128-bit memory interface: This really didn't surprise anyone. A 256-bit memory interface is better for high-end cards, since 128-bit is sort of a bottleneck, but in a mainstream card engineers are instructed to bottleneck things. Generally it's best if they bottleneck things in a way that decreases overall price, but this isn't always the case. The Radeon 9500 and 9500 Pro had a 128-bit memory interface, the GeForce FX 5600 Ultra (the 9600 Pro's opponent) has a 128-bit memory interface. Move along.




So how does it perform? Like I said, not too well, especially compared to its older brother, the Radeon 9500 Pro.
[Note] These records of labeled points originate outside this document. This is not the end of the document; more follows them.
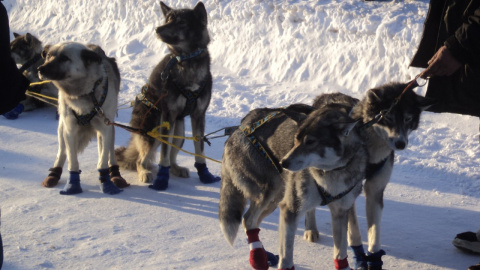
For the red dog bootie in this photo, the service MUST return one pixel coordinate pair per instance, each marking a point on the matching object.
(258, 256)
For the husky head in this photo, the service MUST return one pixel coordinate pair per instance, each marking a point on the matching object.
(25, 47)
(323, 140)
(395, 126)
(69, 64)
(184, 30)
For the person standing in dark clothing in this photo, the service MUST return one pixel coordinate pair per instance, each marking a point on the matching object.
(450, 53)
(12, 83)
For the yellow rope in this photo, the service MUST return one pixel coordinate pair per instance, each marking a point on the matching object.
(39, 83)
(40, 95)
(155, 134)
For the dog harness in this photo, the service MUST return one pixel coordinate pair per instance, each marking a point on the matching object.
(265, 152)
(84, 119)
(142, 98)
(190, 95)
(327, 197)
(373, 168)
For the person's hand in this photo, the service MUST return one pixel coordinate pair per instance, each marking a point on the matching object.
(442, 64)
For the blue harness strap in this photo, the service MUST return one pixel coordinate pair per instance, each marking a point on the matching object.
(265, 152)
(84, 119)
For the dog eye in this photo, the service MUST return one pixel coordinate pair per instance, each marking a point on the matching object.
(63, 58)
(308, 141)
(171, 19)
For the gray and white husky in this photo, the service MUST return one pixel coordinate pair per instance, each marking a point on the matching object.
(180, 85)
(295, 161)
(382, 138)
(26, 51)
(88, 83)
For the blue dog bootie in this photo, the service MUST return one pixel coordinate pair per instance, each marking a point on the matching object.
(161, 181)
(359, 257)
(205, 176)
(106, 185)
(15, 112)
(73, 185)
(374, 260)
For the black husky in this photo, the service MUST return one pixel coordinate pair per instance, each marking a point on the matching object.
(180, 85)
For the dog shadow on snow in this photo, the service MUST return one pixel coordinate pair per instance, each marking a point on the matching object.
(411, 232)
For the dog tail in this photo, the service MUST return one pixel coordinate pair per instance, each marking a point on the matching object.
(127, 157)
(230, 208)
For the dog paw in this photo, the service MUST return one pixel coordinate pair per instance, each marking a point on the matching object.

AnandTech has benchmarks right here with it alongside the old FX 5600 Ultra (yes, there's a new one now) and the Radeon 9500 Pro: http://www.anandtech.com/video/showdoc.html?i=1812 If you can't stand the pages and pages of sweet, sweet bar graphs, I'll sum it up for you: The 9600 Pro is usually about 70% as fast as the Radeon 9500 Pro, though it gets almost as fast as the older card at some points and (of course) is thoroughly murdered by it at others, especially at higher resolutions. However, the Radeon 9500 Pro had a very short production run (expensive to make, too competitive with high-end models), and so after a short time the 9600 Pro (and later the 9600XT) were really the only viable midrange choices on the ATi side of the fence (which, for the R3x0 generation, was the only side most considered worth looking at; the competing GeForce FX series was something of a failure for nVidia).




lj says re Radeon 9600 , I'm pretty sure ATI's four-pipeline chips are eight-pipeline chips where one or more of the pipelines has a manufacturing defect. Rather than throw the chip in the bin, it has the defective pipeline(s) swiched off, and is stuck on a says budget card. The cost saving comes not from reducing the die size by removing four pipelines, but from an increased yield by finding a use for otherwise worthless chips. (NOTE: This is true, but I'm not sure if it's the case with the 9600 Pro; ATi doesn't make any other 130nm cards. Unless ATi's still working on their next-generation R420 and selling a few defects as RV350, which is quite possible indeed.)
Zerotime says re Radeon 9600: The 9600XT was probably the best mid-range card in Australia at the end of last year... certainly, when I was looking at buying mine it appeared that nobody had bought anything but 9600 and 9800 series cards into the country.